Menu

terra de espíritos

histórias, crônicas e contos

Os invisíveis

Por: Antonio Mata

A viandante, de muitas dúvidas, pensativa e refratária. Descia a rua, dessa vez sem pressa, já voltava para casa. Poucos metros mais, antes da noite.

No caminho, a sede, a fome, o frio, acompanhavam o cansaço. Subia a rua. Foi só mais um dia. Nada diferente de outros dias. Refratários são todos os que passam, pensativos talvez.

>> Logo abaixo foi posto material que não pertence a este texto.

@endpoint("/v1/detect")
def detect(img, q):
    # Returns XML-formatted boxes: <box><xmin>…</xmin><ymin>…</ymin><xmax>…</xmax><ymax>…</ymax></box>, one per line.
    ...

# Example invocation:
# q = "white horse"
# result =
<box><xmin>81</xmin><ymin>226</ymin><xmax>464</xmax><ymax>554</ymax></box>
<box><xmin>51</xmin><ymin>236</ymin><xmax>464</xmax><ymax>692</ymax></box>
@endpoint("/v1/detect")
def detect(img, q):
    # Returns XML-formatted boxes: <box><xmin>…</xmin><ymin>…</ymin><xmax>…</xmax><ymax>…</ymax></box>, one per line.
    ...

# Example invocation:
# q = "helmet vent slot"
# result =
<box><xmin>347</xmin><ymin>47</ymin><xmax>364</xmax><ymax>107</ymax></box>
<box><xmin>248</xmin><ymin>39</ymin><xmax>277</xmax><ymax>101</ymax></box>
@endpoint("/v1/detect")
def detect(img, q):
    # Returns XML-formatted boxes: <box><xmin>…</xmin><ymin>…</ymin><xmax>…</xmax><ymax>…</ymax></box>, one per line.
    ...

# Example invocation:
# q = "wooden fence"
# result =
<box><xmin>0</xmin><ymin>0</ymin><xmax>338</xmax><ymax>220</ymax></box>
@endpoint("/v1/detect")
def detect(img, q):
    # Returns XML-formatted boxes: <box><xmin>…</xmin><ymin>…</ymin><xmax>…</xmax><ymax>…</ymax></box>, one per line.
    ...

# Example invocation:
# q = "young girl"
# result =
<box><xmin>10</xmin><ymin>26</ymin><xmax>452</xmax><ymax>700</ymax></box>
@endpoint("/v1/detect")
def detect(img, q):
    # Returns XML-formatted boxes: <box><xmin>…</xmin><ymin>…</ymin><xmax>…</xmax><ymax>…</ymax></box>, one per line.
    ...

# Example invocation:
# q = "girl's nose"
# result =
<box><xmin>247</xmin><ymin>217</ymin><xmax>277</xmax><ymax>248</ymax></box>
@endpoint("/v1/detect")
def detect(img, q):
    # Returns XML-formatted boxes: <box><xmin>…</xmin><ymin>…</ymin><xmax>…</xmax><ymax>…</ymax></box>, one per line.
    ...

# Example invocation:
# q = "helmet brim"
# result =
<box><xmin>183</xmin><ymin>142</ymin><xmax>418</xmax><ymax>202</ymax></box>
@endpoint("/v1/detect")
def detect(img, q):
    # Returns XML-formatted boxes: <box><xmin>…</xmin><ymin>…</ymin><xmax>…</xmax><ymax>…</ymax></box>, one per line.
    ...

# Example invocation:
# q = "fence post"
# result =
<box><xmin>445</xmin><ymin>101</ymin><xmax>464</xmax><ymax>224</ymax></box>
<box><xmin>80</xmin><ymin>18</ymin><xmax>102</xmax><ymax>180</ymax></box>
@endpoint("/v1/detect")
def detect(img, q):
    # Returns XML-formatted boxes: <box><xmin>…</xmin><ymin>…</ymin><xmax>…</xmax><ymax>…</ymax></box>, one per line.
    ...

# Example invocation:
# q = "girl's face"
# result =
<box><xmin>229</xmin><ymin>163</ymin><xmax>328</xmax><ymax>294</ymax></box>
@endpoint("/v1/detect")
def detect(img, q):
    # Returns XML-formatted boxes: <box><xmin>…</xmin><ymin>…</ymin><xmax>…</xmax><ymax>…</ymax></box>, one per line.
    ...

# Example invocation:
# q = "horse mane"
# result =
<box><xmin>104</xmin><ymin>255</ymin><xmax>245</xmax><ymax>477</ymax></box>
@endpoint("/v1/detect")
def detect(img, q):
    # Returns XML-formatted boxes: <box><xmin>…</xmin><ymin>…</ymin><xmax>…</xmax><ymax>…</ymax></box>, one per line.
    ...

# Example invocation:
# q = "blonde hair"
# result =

Levantou a cabeça lentamente, como quem emerge por debaixo da calçada. Um tipo de fantasma pequeno que percorre as ruas de modo invisível.

Ela olhou para aquela bicha. A barriga grande não deixava enganar ninguém. Isso é o que dá andar por aí de cabeça baixa. Ia passar por cima, pisar na bicha moribunda de olhos remelentos e ainda ter de arrastar a pecha de cega insensível.

Ainda bem que deu tempo de contornar. Quase que um pequeno salto. Marcha retomada, era só entrar em casa. Foi quando a realidade se meteu e escorou-se na consciência.

Se meteu no que não era da sua conta. No que ninguém chamou nem lhe disse nada. Ela é que chegou e segurou no pescoço. Não teve jeito, incontinenti, olhou para trás.

Continuava parada no mesmo lugar. Vista dali, na pouca luz do início de noite, de luminária queimada, parecia ter só barriga. Deu as costas, avançou e entrou em casa fechando a porta.

Cinco minutos, mais um, mais dois, quase dez. A metida de novo volta sem ninguém chamar. Então, saiu de novo. Ela continuava lá, agora petrificada no frio.

— Essa bicha de rua, toda suja, ainda vai querer morrer perto da minha porta — Dizia para si mesma.

— Será que não acha outro lugar, longe daqui? — Só uma especulação e ela sabia disso. Petrificou foi ali.

Voltou para dentro de casa. Fez menção de fechar a porta. Contudo, se deteve. Queria e não queria. Se justificava e depois criticava, desfazia. A mão na maçaneta esperava para ver quem iria vencer. O ego ou a eternidade.

A porta se abriu e então, tornou a sair. Foi até a cadelinha suja e remelenta que era só barriga. Se acercou do animal e a trouxe consigo para casa.

Alimentou o animal, ofereceu os primeiros cuidados e lhe arranjou um lugar para se acomodar. No dia seguinte conseguiria apoio mais adequado e artigos de asseio e alimentação animal.

Os dias seguiram seu curso. A cadelinha, assistida, alimentada e tratada, pôde receber seus filhotes em segurança. Ao final, limpa e bem cuidada, mostrou-se um animal bonito. Assim, não seria difícil conseguir cuidadores para os filhotes. Bem cuidado, até vira-lata fica bonito.

Tornou-se Susy e passou a aguardar sua protetora nos finais de tarde, sentada em frente de casa. Já pressentia a aproximação do ônibus, o que aumentava a sua expectativa.

Lá apontava ela, entre muitas dúvidas, pensativa e refratária. Descia a rua, dessa vez sem pressa, já voltava para casa. Poucos metros mais, antes da noite.

No caminho, a sede, a fome, o frio, acompanhavam o cansaço. Foi só mais um dia. Nada diferente de outros dias para a criança que subia a rua. Em desalento, levantou a cabeça devagar.

Pôde ver o garoto de relance, a tempo de contorná-lo, sem ter que passar por cima dele. Isso é o que dá andar por aí de cabeça baixa. O menino, de olhar vazio, as pernas finas de cabelos meio em pé. Contornou o garoto e seguiu seu caminho.

Em casa, Suzy, eufórica, já a aguardava com a alegria habitual. Havia se acostumado com a presença e a alegria da cadelinha. Entrou e fechou a porta.

Três minutos, mais um, mais dois. Agarrada pelo pescoço, a porta se abriu mais uma vez. Saiu rápido e correu enquanto subia a rua. Já após a esquina ele apareceu, sujo e com frio. A eternidade estava logo ali.